“C’est quoi, un bon parent ?” : notre nouvelle campagne pour soutenir l’extension de la PMA #BonsParents

Alors que l’ouverture de la PMA devrait être prochainement débattue au Parlement, SOS homophobie lance une campagne de mobilisation pour soutenir les familles homoparentales et l’extension de la PMA.

À l’aune des débats parlementaires concernant l’extension de la PMA, SOS homophobie s’inquiète de revoir surgir des propos et slogans particulièrement violents à l’égard des familles homoparentales. En effet, en 2013, l’hystérisation du débat public sur le mariage pour tous avait entraîné une multiplication par trois des témoignages d’agressions homophobes tant verbales que physiques1.

Alors que tous les sondages indépendants les plus récents indiquent que plus de 60%des Françaises et des Français sont favorables à l’ouverture de la PMA, et que toutes les institutions compétentes ont déjà statué3, la répétition de cette explosion de l’homophobie n’est pas inexorable.

C’est pourquoi, pour la Journée internationale du Coming out, SOS homophobie a lancé un appel à mobilisation de la majorité silencieuse, pour soutenir publiquement les familles homoparentales et l’ouverture de la PMA.

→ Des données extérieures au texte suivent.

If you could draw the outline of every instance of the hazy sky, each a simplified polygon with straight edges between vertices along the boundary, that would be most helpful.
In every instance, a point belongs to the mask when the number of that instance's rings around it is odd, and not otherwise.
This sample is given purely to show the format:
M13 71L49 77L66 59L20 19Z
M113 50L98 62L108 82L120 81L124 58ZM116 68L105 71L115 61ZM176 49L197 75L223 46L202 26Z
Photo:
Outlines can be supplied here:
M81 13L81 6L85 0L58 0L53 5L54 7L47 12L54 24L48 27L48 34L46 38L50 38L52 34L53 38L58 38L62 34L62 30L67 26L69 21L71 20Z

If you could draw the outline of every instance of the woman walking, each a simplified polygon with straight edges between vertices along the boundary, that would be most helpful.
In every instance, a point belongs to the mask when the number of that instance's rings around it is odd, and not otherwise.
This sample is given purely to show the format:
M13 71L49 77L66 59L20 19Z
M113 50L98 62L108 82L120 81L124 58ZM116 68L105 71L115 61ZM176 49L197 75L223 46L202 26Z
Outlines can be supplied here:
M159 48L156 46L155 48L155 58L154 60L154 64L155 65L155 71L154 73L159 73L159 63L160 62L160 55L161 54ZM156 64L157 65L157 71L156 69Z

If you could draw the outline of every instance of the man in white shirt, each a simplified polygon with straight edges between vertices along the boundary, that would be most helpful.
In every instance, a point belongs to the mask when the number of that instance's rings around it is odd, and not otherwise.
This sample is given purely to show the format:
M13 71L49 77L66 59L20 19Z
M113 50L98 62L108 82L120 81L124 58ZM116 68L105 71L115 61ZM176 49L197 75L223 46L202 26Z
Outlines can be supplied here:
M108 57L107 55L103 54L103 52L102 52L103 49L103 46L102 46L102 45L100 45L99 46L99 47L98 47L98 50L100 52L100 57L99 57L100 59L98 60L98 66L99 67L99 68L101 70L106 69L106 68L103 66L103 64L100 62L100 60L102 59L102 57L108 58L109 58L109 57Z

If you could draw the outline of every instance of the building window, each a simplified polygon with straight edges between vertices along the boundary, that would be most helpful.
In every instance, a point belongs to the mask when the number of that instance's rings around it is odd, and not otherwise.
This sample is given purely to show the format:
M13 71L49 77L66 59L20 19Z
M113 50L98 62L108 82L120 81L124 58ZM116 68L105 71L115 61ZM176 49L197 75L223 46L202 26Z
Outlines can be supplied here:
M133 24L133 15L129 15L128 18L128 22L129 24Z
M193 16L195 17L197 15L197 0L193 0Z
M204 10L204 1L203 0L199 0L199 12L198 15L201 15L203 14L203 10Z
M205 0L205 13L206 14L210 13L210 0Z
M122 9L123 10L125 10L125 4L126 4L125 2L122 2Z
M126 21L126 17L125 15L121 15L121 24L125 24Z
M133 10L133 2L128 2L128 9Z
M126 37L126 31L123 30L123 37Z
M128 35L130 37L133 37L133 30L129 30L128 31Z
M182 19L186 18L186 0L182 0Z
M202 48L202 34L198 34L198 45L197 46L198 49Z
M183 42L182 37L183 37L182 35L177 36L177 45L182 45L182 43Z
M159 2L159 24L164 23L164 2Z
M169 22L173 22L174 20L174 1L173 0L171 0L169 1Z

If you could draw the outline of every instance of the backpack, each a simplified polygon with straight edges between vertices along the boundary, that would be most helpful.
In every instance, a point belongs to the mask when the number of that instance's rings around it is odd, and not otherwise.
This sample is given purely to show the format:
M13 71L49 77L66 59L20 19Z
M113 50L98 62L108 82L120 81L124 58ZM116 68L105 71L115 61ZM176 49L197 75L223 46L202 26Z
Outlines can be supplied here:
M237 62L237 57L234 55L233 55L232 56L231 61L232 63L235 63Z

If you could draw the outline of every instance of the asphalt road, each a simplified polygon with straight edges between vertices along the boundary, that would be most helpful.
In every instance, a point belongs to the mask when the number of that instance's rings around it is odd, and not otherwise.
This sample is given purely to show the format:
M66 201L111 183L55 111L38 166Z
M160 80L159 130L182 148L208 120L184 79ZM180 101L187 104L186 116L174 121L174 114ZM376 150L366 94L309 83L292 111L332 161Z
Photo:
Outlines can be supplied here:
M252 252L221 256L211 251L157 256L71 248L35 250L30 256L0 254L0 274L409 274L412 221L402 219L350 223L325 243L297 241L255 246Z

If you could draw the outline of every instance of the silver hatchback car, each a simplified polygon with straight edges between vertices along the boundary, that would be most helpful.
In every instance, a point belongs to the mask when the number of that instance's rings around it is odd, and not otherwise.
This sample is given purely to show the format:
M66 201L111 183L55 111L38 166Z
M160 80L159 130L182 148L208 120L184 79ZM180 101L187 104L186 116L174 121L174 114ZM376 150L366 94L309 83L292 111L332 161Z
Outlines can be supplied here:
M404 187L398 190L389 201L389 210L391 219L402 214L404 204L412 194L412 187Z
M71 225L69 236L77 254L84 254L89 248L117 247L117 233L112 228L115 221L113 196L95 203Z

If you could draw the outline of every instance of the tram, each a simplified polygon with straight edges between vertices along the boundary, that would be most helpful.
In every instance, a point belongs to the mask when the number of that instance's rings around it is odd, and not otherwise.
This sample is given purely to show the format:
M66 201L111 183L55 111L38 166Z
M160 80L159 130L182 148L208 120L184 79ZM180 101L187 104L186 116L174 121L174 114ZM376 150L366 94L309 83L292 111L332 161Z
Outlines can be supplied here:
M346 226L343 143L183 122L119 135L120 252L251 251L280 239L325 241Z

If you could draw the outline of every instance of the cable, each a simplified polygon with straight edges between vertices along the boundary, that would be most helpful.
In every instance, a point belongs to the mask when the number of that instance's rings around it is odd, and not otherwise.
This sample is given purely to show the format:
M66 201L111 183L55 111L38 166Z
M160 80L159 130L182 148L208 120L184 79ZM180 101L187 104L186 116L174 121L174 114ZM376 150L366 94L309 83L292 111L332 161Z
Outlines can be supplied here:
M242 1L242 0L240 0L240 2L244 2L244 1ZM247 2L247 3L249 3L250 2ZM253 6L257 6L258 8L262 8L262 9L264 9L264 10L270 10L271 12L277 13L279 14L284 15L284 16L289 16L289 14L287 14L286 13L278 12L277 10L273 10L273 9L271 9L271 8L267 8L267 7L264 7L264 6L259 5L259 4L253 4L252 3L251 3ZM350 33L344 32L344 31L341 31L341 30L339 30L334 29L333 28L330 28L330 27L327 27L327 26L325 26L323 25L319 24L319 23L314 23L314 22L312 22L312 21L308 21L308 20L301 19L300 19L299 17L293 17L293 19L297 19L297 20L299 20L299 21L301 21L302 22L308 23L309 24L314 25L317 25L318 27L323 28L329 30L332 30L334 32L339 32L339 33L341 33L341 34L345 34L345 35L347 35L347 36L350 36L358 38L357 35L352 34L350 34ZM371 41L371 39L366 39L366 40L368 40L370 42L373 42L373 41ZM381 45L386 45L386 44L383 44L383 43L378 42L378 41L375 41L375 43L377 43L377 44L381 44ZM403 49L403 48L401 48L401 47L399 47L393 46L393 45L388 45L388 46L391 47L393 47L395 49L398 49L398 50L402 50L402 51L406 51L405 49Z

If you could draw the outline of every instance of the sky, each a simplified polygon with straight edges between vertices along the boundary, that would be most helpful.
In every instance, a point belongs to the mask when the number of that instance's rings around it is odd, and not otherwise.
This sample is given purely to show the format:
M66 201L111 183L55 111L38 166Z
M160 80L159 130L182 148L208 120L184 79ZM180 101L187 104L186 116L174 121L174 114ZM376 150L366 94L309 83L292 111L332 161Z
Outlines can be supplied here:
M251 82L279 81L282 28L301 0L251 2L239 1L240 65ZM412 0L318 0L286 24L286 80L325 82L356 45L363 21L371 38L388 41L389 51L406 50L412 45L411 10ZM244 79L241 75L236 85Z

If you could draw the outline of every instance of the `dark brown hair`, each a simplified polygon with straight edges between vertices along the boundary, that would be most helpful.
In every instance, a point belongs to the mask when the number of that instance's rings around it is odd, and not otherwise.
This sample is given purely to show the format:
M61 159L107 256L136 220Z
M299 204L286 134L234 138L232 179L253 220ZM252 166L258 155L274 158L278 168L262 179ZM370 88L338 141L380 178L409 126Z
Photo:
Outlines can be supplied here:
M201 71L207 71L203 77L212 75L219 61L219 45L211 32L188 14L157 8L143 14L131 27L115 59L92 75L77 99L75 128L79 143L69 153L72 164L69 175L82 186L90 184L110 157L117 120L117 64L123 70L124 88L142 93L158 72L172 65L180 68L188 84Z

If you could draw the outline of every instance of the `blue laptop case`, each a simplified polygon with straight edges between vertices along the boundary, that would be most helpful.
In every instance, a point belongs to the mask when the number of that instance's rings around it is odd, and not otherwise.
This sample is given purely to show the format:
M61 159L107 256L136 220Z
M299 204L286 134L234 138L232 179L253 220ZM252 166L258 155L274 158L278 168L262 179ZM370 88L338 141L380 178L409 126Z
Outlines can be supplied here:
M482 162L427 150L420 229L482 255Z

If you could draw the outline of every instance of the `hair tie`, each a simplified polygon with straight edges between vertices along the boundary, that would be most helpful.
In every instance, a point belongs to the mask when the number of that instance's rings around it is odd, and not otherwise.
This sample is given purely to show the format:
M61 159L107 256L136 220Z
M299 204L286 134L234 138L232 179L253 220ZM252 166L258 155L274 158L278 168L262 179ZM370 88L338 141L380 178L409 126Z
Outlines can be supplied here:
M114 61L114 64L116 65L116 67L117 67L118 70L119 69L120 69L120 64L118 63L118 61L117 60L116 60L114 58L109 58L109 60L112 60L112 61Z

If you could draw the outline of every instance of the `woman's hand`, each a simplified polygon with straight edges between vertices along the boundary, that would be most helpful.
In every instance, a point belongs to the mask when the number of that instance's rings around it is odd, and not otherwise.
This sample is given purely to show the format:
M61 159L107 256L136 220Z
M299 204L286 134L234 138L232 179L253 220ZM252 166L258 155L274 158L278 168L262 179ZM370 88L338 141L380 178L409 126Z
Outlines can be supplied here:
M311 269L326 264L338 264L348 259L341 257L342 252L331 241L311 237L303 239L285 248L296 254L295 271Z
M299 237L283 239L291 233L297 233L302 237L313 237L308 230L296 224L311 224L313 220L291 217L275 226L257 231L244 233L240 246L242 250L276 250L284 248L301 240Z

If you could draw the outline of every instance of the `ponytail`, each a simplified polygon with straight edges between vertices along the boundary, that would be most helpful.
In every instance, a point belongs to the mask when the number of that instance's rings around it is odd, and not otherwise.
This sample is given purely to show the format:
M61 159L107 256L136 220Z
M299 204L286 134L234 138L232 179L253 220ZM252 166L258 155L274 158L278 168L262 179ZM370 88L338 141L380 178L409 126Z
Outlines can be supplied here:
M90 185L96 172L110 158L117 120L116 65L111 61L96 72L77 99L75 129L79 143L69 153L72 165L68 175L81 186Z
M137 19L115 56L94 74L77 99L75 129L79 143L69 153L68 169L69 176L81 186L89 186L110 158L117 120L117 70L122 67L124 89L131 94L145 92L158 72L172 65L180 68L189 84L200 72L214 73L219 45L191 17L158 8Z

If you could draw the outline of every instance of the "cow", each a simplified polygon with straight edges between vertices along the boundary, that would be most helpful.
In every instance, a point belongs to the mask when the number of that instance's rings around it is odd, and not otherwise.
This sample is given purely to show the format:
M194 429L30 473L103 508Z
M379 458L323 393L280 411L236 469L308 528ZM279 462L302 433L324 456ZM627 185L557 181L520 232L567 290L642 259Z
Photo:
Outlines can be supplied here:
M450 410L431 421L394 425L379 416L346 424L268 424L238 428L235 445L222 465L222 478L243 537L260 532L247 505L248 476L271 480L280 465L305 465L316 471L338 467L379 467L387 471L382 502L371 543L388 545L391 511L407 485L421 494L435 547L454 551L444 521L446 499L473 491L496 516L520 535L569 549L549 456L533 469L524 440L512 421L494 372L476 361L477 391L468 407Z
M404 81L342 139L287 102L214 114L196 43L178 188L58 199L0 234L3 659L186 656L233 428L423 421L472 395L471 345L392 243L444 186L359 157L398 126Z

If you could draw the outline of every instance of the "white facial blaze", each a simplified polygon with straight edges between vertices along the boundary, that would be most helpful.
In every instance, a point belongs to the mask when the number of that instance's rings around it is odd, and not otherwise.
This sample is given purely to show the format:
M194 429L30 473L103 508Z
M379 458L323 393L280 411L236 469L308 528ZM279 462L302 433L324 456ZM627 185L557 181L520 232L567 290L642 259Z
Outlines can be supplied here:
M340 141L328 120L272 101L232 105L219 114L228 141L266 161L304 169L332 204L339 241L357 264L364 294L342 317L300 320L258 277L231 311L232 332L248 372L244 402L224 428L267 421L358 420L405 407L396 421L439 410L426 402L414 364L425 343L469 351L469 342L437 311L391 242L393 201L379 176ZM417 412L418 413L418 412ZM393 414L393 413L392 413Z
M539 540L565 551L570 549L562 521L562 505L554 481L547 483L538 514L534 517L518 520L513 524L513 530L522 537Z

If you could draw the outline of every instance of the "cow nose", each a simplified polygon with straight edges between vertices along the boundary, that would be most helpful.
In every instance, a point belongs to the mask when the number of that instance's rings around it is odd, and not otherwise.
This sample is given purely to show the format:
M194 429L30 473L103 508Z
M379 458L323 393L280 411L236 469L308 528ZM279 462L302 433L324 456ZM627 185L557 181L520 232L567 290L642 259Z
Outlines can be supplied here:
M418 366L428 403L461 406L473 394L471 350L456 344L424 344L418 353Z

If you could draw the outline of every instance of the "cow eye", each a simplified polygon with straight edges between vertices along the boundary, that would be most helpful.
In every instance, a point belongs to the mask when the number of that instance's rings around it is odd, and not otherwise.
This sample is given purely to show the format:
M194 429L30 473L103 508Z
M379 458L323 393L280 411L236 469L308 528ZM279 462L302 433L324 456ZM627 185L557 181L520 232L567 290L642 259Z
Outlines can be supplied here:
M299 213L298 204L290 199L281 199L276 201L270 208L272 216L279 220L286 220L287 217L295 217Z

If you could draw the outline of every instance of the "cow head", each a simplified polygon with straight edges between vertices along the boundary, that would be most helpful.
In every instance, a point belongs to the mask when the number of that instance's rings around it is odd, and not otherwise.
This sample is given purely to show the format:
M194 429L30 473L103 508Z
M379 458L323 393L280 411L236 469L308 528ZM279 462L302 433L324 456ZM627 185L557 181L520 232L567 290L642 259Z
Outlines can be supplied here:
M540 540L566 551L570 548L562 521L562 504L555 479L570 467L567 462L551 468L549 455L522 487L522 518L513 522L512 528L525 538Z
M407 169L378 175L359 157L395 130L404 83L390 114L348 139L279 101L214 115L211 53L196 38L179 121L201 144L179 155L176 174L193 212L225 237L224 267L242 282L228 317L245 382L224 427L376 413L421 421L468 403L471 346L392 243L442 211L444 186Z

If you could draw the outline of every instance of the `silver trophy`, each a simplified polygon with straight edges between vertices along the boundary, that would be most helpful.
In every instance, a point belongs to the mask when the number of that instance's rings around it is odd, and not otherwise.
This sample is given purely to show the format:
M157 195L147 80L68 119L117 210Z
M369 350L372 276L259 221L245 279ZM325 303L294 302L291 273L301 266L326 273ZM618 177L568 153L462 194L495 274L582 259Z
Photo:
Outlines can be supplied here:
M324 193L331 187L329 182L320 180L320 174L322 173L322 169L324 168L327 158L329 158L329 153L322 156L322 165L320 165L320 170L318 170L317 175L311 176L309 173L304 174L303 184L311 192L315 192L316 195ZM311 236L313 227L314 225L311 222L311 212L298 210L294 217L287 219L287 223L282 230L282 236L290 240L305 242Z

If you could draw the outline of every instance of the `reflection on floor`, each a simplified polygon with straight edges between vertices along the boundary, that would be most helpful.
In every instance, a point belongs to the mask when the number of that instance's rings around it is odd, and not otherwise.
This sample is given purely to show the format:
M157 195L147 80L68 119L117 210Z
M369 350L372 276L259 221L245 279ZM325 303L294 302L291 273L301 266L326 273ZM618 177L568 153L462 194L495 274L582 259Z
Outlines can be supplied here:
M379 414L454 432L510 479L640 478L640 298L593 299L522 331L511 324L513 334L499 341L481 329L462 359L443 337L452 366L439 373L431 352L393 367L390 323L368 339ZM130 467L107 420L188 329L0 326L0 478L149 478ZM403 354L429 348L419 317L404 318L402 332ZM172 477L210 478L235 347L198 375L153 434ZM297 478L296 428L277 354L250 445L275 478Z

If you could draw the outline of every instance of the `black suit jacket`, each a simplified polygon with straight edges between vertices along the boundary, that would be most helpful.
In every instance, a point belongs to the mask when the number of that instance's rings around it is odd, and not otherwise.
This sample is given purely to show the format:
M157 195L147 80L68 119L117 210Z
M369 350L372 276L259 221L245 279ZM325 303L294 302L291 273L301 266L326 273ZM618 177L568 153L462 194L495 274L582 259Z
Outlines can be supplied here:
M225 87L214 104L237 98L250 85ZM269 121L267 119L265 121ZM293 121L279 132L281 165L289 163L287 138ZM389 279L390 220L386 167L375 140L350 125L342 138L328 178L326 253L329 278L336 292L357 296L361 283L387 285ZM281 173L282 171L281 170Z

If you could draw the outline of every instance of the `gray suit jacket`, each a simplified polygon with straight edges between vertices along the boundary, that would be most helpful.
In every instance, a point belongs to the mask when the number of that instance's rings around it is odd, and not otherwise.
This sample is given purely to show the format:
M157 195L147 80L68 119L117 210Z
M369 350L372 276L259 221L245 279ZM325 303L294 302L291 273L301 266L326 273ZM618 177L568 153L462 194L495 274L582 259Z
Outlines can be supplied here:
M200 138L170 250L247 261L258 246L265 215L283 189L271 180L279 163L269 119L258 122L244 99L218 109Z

La campagne, créée en collaboration avec TBWA\Corporate, a été initiée par la diffusion d’un film sur les réseaux sociaux grâce à un collectif d’associations, de personnalités et d’influenceurs aux profils variés. Ils et elles ont décidé de s’engager en étant les premiers à relayer la campagne sur leurs réseaux personnels : Vincent Dedienne, Marc-Olivier Fogiel, Valérie Bègue, Gérald Ariano, Jean-Luc Roméro, Maître Eolas, Fanny Salvat, Alex Dobro, Sam Zirah, l’ADFH, le Refuge, l’AFALGBT+, AIDES et bien d’autres.

Réalisé par Ayse Altinok, le film “C’est quoi, un bon parent ?” vise à rappeler un message simple : être un bon parent, ce n’est pas une question de genre ou d’orientation sexuelle, c’est avant tout la volonté de donner le meilleur à son enfant.

SOS homophobie fera vivre cette campagne, déclinée pour différents publics, tout au long des débats, jusqu’à l’obtention de l’ouverture de la PMA, dans les mêmes conditions que celles qui s’appliquent actuellement pour les couples hétérosexuels.

“Nous serons mobilisés aussi longtemps que l’accès à la PMA sera réservé aux seuls couples hétérosexuels et nous oeuvrons pour créer les conditions d’un débat apaisé. Cependant, nous tenons à alerter sur les conséquences d’un débat qui s’éterniserait trop longtemps et ne ferait que mener à la surenchère” déclare Joël Deumier, président de SOS homophobie.

Voir le dossier de presse


1 SOS homophobie, Rapport annuel 2013 sur l’homophobie.
2 BVA pour l’Obs, Ifop pour La Croix, Ipsos-Sopra Steria
3 Le Haut Conseil à l’Egalité entre les femmes et les hommes en 2015, le Défenseur des Droits en 2015 et le CCNE en 2017 et 2018 ont rendu des avis positifs. Le Conseil Constitutionnel a récemment indiqué qu’il n’y avait aucune contre-indication. D'origine américaine, cette journée s'appelle en anglais le Coming Out Day et on situe son origine à la seconde Marche pour les droits des gays et lesbiennes qui s'est déroulée le 11 octobre 1987 à Washington. Le 11 octobre 1988, à l'occasion de la première Journée du coming out, des milliers de gays et de lesbiennes avaient publié leurs noms dans les journaux... La langue française a consacré ce terme comme étant l'affirmation publique de son appartenance à la communauté homosexuelle.